Zafira lifted her eyebrows, and the witch’s sorrow vanished as quickly as it had come.

“If you don’t believe in redemption, Huntress, then believe this: by the year’s end, the Arz will consume every piece of Arawiya. A small risk, embarking on this journey, laa?”

She was right. Sharr might be a sentence of death, but the people of Arawiya had already been sentenced to death. It was only a matter of time—so little time, too. Less than Zafira had anticipated.

It seemed so simple. Journey to the island, find the Jawarat, end the cursed Arz, and restore magic. But Sharr.

“How can a book restore magic?” Zafira asked.

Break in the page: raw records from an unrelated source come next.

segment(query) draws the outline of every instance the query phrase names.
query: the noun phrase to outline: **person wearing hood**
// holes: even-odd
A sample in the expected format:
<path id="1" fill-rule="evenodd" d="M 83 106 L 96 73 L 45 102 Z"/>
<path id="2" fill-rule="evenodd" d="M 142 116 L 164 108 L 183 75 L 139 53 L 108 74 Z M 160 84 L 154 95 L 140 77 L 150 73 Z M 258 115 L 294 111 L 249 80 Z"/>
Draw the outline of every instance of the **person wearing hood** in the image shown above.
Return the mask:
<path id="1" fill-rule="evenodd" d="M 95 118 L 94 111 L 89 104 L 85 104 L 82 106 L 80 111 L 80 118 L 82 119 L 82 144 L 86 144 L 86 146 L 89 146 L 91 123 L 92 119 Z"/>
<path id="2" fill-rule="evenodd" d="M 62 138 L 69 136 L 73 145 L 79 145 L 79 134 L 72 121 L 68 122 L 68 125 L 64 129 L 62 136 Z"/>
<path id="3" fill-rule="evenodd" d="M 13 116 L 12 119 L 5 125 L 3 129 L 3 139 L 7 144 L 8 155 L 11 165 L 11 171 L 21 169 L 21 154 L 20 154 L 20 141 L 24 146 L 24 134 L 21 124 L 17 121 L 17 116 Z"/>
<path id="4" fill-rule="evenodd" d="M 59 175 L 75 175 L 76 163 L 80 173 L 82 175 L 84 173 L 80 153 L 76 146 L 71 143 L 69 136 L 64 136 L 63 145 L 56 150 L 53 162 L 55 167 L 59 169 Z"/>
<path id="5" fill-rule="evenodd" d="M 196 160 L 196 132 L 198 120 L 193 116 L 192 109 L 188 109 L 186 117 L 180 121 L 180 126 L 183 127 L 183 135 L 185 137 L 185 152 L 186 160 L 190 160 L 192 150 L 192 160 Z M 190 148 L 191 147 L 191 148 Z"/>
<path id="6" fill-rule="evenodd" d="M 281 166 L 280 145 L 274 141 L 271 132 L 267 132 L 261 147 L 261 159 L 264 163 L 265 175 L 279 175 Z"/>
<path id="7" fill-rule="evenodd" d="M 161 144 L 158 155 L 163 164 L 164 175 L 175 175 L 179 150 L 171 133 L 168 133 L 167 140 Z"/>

“In the same way a book can reenact the history of civilization, instruct upon a delicious dish, or tell a tale of pleasure,” she said, as if Zafira had asked the most obtuse question known to man. “Do you question how a girl like yourself returns from the Arz?”

The witch was adept at answering questions with more questions.

“And you expect her to go alone?” Deen asked. “Why not have the caliph send men with her?”

“If I wanted a party, boy, I would make one,” the witch said. She turned, cloak fanning around her. “Death will be her companion. He’s kept her safe all this time. Why stop now?”

Zafira shivered at her choice of words. Deen’s pinkie tightened around hers, pinching until she tugged away. She heard the woman’s voice once more, a hushed whisper in her ear despite the distance between them.

Farewell, Huntress.

An icy fist tightened around Zafira’s throat. She struggled to breathe, and when she could, the witch was gone.





CHAPTER 11


Nasir woke to a manservant beside his bed. He scowled and dragged a hand across his face, stubble scraping his palm.

“What is it?” he rasped.

The man looked at his own feet, dark hair cresting his near-translucent skin, an angry scar on his cheek. Demenhune, as far as Nasir could tell. The servants of Sultan’s Keep hailed from nearly every caliphate except Alderamin, for safin bowed to no man. It was Ghameq’s luck that Alderamin and Sultan’s Keep were separated by the Arz and the Strait of Hakim, for Nasir doubted his father would sit on the throne otherwise.